I wouldn't recommend the peal and press veneer. It's one of those things that should be un-invented. While easy to use it doesn't stick permanently and you end up with endless repairs. What would give you better results is what is known as a phenolic back veneer. What it is is formica with a real wood veneer on the face of it. Any lumber company which can order formica for you should be able to order the veneer. Both Formica and Wilsonart make it. The reason I recommend this veneer over another is because the sides of the cabinet have a finish on them and contact cement is needed to apply the veneer and other veneers don't do well with contact cement. 

You might also consider using a dye stain on the vinyl sides. Unless you just can't stand the vinyl print the dye should give it the color of the rest of it.


----------



## Lori123 (Sep 4, 2017)

Steve Neul said:


> I wouldn't recommend the peal and press veneer. It's one of those things that should be un-invented. While easy to use it doesn't stick permanently and you end up with endless repairs. What would give you better results is what is known as a phenolic back veneer. What it is is formica with a real wood veneer on the face of it. Any lumber company which can order formica for you should be able to order the veneer. Both Formica and Wilsonart make it. The reason I recommend this veneer over another is because the sides of the cabinet have a finish on them and contact cement is needed to apply the veneer and other veneers don't do well with contact cement.
> 
> You might also consider using a dye stain on the vinyl sides. Unless you just can't stand the vinyl print the dye should give it the color of the rest of it.


Thank you for the warning about that veneer! I'm going to stay away from the dye also -- that sounds too risky. I'd be afraid of getting it uneven.

I've looked up the phenolic backed veneer, and am finding all kinds of different things. Is this something that is already finished, or is it an unfinished veneer? I saw some listings on eBay that list the thickness as anywhere from 1/16" to 1/30" -- so this comes in different thicknesses? 

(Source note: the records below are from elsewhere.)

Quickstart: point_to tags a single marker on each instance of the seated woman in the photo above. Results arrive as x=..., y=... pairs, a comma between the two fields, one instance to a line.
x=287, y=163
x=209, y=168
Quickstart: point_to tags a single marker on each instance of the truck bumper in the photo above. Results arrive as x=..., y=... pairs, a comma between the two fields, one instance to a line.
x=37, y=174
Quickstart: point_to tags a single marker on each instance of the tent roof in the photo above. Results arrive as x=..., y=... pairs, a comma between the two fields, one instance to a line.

All I found on the Wilsonart site was woodgrain formica, and the phenolic backing by itself. I'm still looking, though.


----------



## Steve Neul (Sep 2, 2011)

Wilsonart's website is terrible but this is it, https://www.wilsonart.com/woodgrain-laminate-vs-veneer It's just like any other veneer except instead of having a flimsy paper back on the veneer it has formica. For what you are doing if you order this be sure to get what is known as a vertical surface laminate if it is still available. Regular thickness laminate is about 1/16" thick where the vertical thickness is about half that.


----------



## Quickstep (Apr 10, 2012)

I've used a concentrated dye from Homestead Finishing in lacquer to make it look old(er). I've used a combination of Amber and Honey Amber. 



http://homesteadfinishingproducts.com/transtint-liquid-dyes/


If you want to try a spray can, this vintage amber for guitars might work. 

http://www.stewmac.com/Materials_and_Supplies/Finishing_Supplies/Finishes_and_Solvents/ColorTone_Tinted_Aerosol_Guitar_Lacquer.html

Of course you're going to have to test and experiment.


----------



## Lori123 (Sep 4, 2017)

Steve Neul said:


> Wilsonart's website is terrible but this is it, https://www.wilsonart.com/woodgrain-laminate-vs-veneer It's just like any other veneer except instead of having a flimsy paper back on the veneer it has formica. For what you are doing if you order this be sure to get what is known as a vertical surface laminate if it is still available. Regular thickness laminate is about 1/16" thick where the vertical thickness is about half that.


You are wonderful, Steve -- thank you so much for all your help!


----------



## Lori123 (Sep 4, 2017)

Quickstep said:


> I've used a concentrated dye from Homestead Finishing in lacquer to make it look old(er). I've used a combination of Amber and Honey Amber.
> 
> 
> 
> http://homesteadfinishingproducts.com/transtint-liquid-dyes/


I will look into these -- thank you!


----------